Leftyretro - I did consider doing what you suggest, but my IC (ATMega32) can only source 40mA per pin, so it's useless for driving any kind of large array. The parts count isn't too bad - you just need 64 high side transistors, 8 for the low, a resistor for each base, and 64 more for the columns. In this prototype version, I also have 9 decoder chips, that select the row and column respectively. Using serial-to parallel outputs, that could become 4, using 4 16bit led drivers / SIPOs.
Multiplexing is something of a necessity with these things I think - assuming you want to address every 'voxel' (3d pixel, apparently) of the cube individually, you can't light all the LEDs at once. If you see the enclosed pic, the most LEDs that can be lit at any time is n, where the size of the cube is n^3. If you were to try lighting them all at once - lighting both led (0,0,0) and led (7,7,7) would result in also lighting (0,0,7) and (7,7,0) as well. See the enclosed pic for how it is wired to see what I mean...

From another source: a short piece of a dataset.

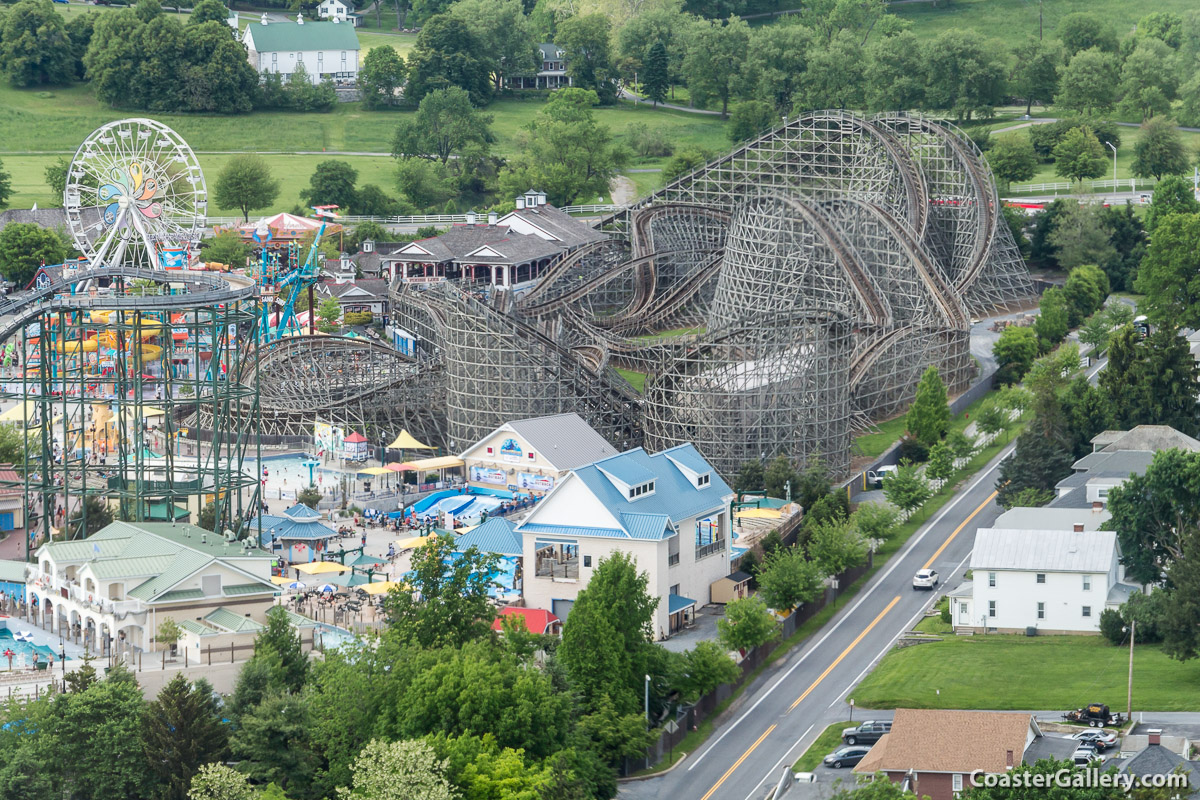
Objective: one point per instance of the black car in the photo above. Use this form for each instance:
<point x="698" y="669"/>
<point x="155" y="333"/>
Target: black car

Charlieplexing is also possible - my original plan was to use 'googleplexing' - but I figure it adds another layer of complexity to the software element. As far as I can see, it doesn't allow you to light any more LEDs, and is only really of use if you want to drive really huge arrays. As a limiting factor, using serial-to-parallel registers - you only need 1 pin for every 16 columns in the cube. That is; you could easily light a 16x16x16 cube with 20 pins: 16 for the serial input registers, and 4 for a 16bit decoder/demultiplexer.
If you do make a cube, I suggest you construct the thing using a jig and tinned copper wire as a frame for the layers. Just using the LED cathodes to join the ground planes together makes the thing too fragile, and is probably worse aesthetically. Also, if you do go through with it, feel free to ask me, as I dare say I've hit every design hurdle on the way...!!